Recall that Echinacea root also stimulates immunity and contains polysaccharides. One possibility is that these compounds are chemically similar to antigenic components of bacterial cell walls. Perhaps they stimulate immune responses for that reason. In any case there appear to be species of plants and fungi that are safe and effective at increasing our resistance to infections and cancer. The main obstacle to our taking advantage of these in the West is conceptual. We must be open to the possibility of new kinds of medicines that do not fit present models of drug action.

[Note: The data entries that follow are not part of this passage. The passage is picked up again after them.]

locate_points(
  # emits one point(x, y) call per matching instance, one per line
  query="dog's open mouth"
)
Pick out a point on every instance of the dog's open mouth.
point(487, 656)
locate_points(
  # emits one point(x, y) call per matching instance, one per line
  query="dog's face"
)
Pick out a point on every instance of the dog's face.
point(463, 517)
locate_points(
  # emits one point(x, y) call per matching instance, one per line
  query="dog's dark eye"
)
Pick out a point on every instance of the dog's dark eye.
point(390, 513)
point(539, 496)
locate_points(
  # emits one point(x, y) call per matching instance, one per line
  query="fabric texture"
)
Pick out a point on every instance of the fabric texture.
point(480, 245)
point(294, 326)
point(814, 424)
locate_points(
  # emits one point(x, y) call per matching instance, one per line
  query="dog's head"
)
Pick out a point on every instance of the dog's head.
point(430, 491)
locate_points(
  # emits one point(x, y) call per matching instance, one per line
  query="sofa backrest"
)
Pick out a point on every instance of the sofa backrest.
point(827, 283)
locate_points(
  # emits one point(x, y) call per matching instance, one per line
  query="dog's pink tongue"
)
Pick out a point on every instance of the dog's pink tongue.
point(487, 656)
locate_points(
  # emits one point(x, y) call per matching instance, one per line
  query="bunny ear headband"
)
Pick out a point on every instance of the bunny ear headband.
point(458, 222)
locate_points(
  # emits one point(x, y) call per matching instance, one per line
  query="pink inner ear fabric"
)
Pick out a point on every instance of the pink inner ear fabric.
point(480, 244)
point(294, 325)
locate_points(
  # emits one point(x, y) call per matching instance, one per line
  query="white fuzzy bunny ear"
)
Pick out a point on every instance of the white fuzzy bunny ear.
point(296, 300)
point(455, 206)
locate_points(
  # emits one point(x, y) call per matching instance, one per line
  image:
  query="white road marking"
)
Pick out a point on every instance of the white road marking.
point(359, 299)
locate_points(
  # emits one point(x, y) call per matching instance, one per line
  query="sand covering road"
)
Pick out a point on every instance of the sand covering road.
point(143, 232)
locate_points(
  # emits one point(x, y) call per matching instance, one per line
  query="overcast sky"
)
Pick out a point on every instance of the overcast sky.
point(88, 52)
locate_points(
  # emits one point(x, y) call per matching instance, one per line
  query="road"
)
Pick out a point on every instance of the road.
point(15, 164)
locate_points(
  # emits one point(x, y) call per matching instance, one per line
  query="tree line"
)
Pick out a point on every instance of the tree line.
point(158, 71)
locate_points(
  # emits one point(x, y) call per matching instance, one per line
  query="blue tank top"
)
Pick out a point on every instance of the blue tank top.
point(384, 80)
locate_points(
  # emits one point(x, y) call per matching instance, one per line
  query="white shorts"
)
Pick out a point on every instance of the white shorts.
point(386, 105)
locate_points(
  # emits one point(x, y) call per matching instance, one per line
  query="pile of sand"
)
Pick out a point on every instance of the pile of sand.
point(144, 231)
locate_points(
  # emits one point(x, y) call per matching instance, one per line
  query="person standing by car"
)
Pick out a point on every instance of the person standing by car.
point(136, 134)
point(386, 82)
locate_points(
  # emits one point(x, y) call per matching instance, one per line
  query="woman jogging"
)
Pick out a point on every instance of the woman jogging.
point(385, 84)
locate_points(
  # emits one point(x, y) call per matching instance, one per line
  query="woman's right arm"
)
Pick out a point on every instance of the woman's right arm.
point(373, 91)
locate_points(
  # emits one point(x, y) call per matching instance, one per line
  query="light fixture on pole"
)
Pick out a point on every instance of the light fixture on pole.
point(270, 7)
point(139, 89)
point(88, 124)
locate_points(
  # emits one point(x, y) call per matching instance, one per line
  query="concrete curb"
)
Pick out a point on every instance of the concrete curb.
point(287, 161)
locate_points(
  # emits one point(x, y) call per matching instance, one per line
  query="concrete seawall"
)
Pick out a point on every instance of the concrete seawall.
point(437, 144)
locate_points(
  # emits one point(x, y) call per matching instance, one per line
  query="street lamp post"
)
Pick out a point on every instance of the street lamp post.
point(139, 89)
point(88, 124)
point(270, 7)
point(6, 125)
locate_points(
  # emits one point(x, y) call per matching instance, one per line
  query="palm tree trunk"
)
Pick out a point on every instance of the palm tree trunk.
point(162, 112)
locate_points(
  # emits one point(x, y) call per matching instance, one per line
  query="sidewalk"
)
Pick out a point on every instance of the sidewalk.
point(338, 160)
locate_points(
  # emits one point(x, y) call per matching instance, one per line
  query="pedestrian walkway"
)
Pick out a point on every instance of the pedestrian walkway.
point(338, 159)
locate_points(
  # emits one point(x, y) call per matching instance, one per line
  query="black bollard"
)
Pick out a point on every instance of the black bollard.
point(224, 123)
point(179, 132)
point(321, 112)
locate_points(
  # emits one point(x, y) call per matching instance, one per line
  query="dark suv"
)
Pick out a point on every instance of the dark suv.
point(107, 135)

A surprising amount of information is in print on the effects of botanical medicines, much of it published very recently, most of it unread by American medical doctors. Included in this material are some well-designed, controlled studies verifying empirical and folk-medical attributes of plant remedies. For example, concentrated extracts of the leaves of Gingko biloba, the Chinese tree that lines many city streets throughout the world, do, indeed, increase cerebral blood flow15 (though I know of no good evidence that they help victims of Alzheimer's disease). Daily doses of the leaves of Tanacetum parthenium (feverfew, a common ornamental) do, indeed, reduce the frequency of migraine attacks in some patients, and they have none of the considerable toxicity of pharmaceutical drugs used for this condition.16

Western pharmacology, medicine, and pharmaceutical science have accomplished so much. They could do so much more by looking again to botanical origins. I believe American medicine, in particular, could increase its record of safety and effectiveness while better satisfying the needs of patients by reclaiming the option of using plant remedies along with synthetic drugs. For that reason I hope that in this country botany and medicine will renew acquaintances and again, eventually, become friends.